Centrale Raad van Beroep

Datum uitspraak
11 april 2014
Publicatiedatum
11 april 2014
Zaaknummer
13-612-T
Instantie
Centrale Raad van Beroep
Type
Uitspraak
Rechtsgebied
Bestuursrecht; Socialezekerheidsrecht
Procedures
  • Hoger beroep
Vindplaatsen
  • Rechtspraak.nl
AI samenvatting door LexboostAutomatisch gegenereerd

Tussenuitspraak over toegenomen arbeidsongeschiktheid en herbeoordeling WAO-uitkering

In deze tussenuitspraak van de Centrale Raad van Beroep, gedateerd 11 april 2014, wordt het hoger beroep van appellant tegen de uitspraak van de rechtbank Arnhem behandeld. Appellant, die sinds 1995 arbeidsongeschikt is door psychische klachten, heeft in 2007 zijn WAO-uitkering zien intrekken. De Raad heeft eerder deze intrekking in stand gelaten, maar appellant heeft nu opnieuw een verzoek ingediend om zijn uitkering te heropenen, met de stelling dat zijn beperkingen al eerder aanwezig waren dan door het Uwv werd vastgesteld.

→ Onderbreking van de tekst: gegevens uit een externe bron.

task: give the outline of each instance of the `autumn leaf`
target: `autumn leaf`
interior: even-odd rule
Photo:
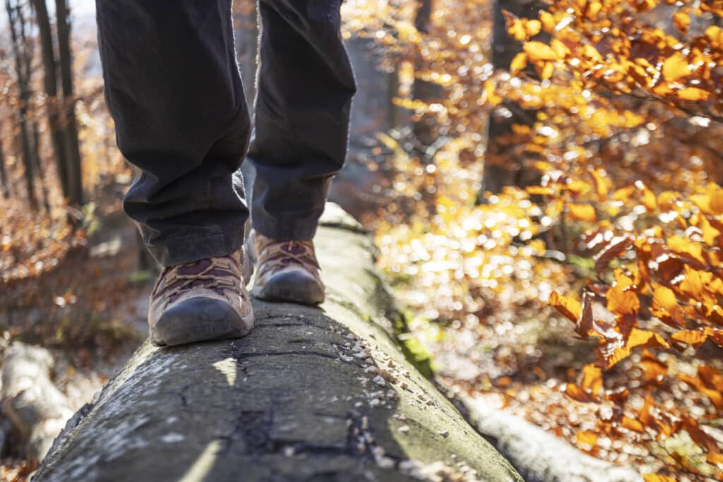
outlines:
[[[580,304],[579,301],[568,296],[563,296],[557,291],[553,291],[549,293],[548,301],[561,314],[571,322],[577,322],[582,314],[582,305]]]
[[[523,46],[523,50],[527,53],[531,62],[550,61],[557,59],[555,51],[542,42],[528,42]]]
[[[688,345],[692,345],[693,348],[697,348],[703,342],[708,340],[709,336],[708,328],[701,330],[684,330],[680,332],[676,332],[670,335],[670,340],[672,341],[680,342],[681,343],[687,343]]]
[[[524,52],[520,52],[515,56],[514,59],[512,59],[512,62],[510,64],[510,72],[512,74],[516,74],[526,66],[527,54]]]
[[[635,315],[640,309],[640,300],[635,291],[626,289],[620,284],[609,289],[605,297],[607,309],[616,315]]]
[[[711,92],[703,89],[699,89],[697,87],[687,87],[685,89],[676,90],[675,95],[681,100],[695,102],[698,100],[707,100],[708,98],[711,96]]]
[[[578,402],[588,403],[595,400],[595,397],[592,395],[573,383],[568,383],[565,386],[565,395]]]
[[[643,424],[634,418],[623,416],[623,420],[620,421],[620,426],[638,434],[645,433],[645,428],[643,426]]]
[[[665,318],[680,327],[685,326],[683,309],[678,305],[675,293],[667,286],[657,283],[653,285],[653,306],[651,311],[658,318]]]
[[[663,77],[667,82],[676,82],[690,73],[688,59],[680,52],[675,52],[663,62]]]
[[[643,475],[643,480],[645,482],[676,482],[672,477],[661,475],[656,473],[646,473]]]
[[[715,439],[701,429],[695,418],[683,417],[682,421],[683,429],[688,432],[693,442],[703,447],[706,452],[709,453],[717,453],[719,452]]]
[[[583,366],[581,387],[583,390],[596,396],[602,389],[602,370],[593,363]]]
[[[713,452],[708,454],[708,457],[706,457],[709,463],[711,463],[716,465],[723,465],[723,454],[719,452]]]
[[[597,444],[597,434],[589,430],[578,430],[575,439],[580,445],[595,447]]]
[[[601,274],[615,258],[618,257],[633,244],[629,236],[613,238],[600,252],[593,258],[595,261],[595,272]]]
[[[539,14],[539,19],[542,24],[543,30],[544,30],[544,31],[547,33],[552,33],[555,30],[555,25],[557,25],[557,22],[555,22],[555,17],[552,16],[552,14],[549,12],[542,10]]]
[[[588,221],[594,223],[597,220],[595,215],[595,208],[590,205],[580,205],[570,203],[568,205],[570,210],[570,217],[578,221]]]
[[[595,192],[597,194],[597,200],[602,202],[607,199],[607,181],[606,176],[599,169],[590,171],[593,181],[595,183]]]
[[[551,196],[555,194],[552,188],[544,186],[529,186],[525,188],[525,191],[534,196]]]

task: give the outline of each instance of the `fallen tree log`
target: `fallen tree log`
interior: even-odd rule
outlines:
[[[50,379],[54,365],[50,352],[14,343],[2,365],[3,412],[15,428],[31,463],[41,460],[72,411],[68,400]]]
[[[147,343],[33,481],[521,481],[403,355],[369,237],[328,210],[321,309],[254,301],[245,338]]]

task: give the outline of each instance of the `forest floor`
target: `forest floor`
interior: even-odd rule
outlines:
[[[14,340],[49,349],[56,361],[54,381],[72,409],[90,400],[145,338],[147,298],[155,278],[155,273],[139,270],[135,230],[118,205],[94,223],[87,237],[66,239],[69,247],[64,251],[27,251],[35,257],[19,253],[17,266],[40,269],[9,276],[0,289],[0,350]],[[54,254],[40,259],[38,252]],[[572,289],[565,283],[581,282],[575,267],[544,262],[549,265],[541,273],[548,277],[537,281],[557,277],[560,283],[554,288],[562,291]],[[555,277],[549,276],[551,271]],[[12,272],[4,268],[4,274]],[[567,276],[561,277],[560,272]],[[387,275],[403,304],[418,308],[419,287],[408,277],[401,279],[390,271]],[[696,459],[687,435],[665,442],[633,432],[622,438],[589,438],[599,423],[599,410],[605,408],[571,400],[565,387],[576,383],[580,369],[594,361],[590,342],[575,337],[570,322],[539,297],[528,299],[508,292],[481,293],[487,307],[466,319],[445,321],[423,310],[408,311],[406,336],[421,342],[442,385],[482,397],[595,457],[645,473],[664,468],[671,454]],[[711,352],[707,358],[719,355]],[[608,374],[607,382],[633,373],[643,380],[636,383],[643,383],[644,390],[645,372],[654,373],[654,367],[646,363],[639,356],[631,357]],[[677,369],[694,373],[695,365],[681,363]],[[636,371],[641,373],[636,375]],[[691,405],[700,403],[692,390],[671,395],[671,402],[680,400]],[[0,460],[0,480],[20,482],[35,468],[20,457],[12,441],[11,435]],[[679,475],[680,481],[686,480],[685,472]]]

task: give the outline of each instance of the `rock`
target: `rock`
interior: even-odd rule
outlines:
[[[3,363],[3,410],[26,444],[27,458],[42,459],[72,415],[50,379],[53,357],[45,348],[14,343]]]

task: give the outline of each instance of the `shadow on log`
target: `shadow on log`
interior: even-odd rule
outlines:
[[[147,343],[33,481],[521,481],[402,354],[374,247],[333,205],[320,309],[254,301],[247,337]]]

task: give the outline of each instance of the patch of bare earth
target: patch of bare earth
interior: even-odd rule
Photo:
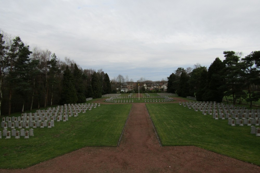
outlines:
[[[260,167],[194,146],[160,147],[145,104],[135,103],[119,147],[86,147],[26,169],[0,172],[244,173],[259,172]]]

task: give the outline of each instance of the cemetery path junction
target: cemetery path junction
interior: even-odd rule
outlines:
[[[145,104],[132,104],[118,147],[86,147],[0,172],[260,172],[259,167],[194,146],[160,146]]]

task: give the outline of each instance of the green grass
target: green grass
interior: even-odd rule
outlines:
[[[101,104],[51,128],[34,129],[29,139],[3,137],[0,168],[24,168],[87,146],[116,146],[132,106]]]
[[[250,126],[232,127],[178,103],[146,105],[163,146],[195,146],[260,165],[260,137]]]

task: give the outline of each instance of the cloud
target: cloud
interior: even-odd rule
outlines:
[[[4,1],[1,29],[110,77],[157,80],[260,47],[259,1]]]

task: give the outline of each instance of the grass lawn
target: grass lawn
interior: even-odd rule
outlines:
[[[87,146],[116,146],[132,106],[101,104],[51,128],[34,129],[29,139],[3,137],[0,168],[24,168]]]
[[[195,146],[260,166],[260,137],[250,126],[231,126],[178,103],[146,106],[163,146]]]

De Raad oordeelt dat de voor appellant geldende beperkingen, zoals neergelegd in de Functionele Mogelijkhedenlijst (FML) van 20 juni 2012, al veel langer aanwezig waren. De verzekeringsarts die appellant in 2011 onderzocht, concludeerde dat er sprake was van toegenomen beperkingen, maar het Uwv had eerder gesteld dat er geen toegenomen arbeidsongeschiktheid was per 1 januari 2007. De Raad stelt vast dat de psychische problematiek van appellant al geruime tijd bestond en dat de eerdere conclusies van het Uwv niet voldoende gemotiveerd zijn.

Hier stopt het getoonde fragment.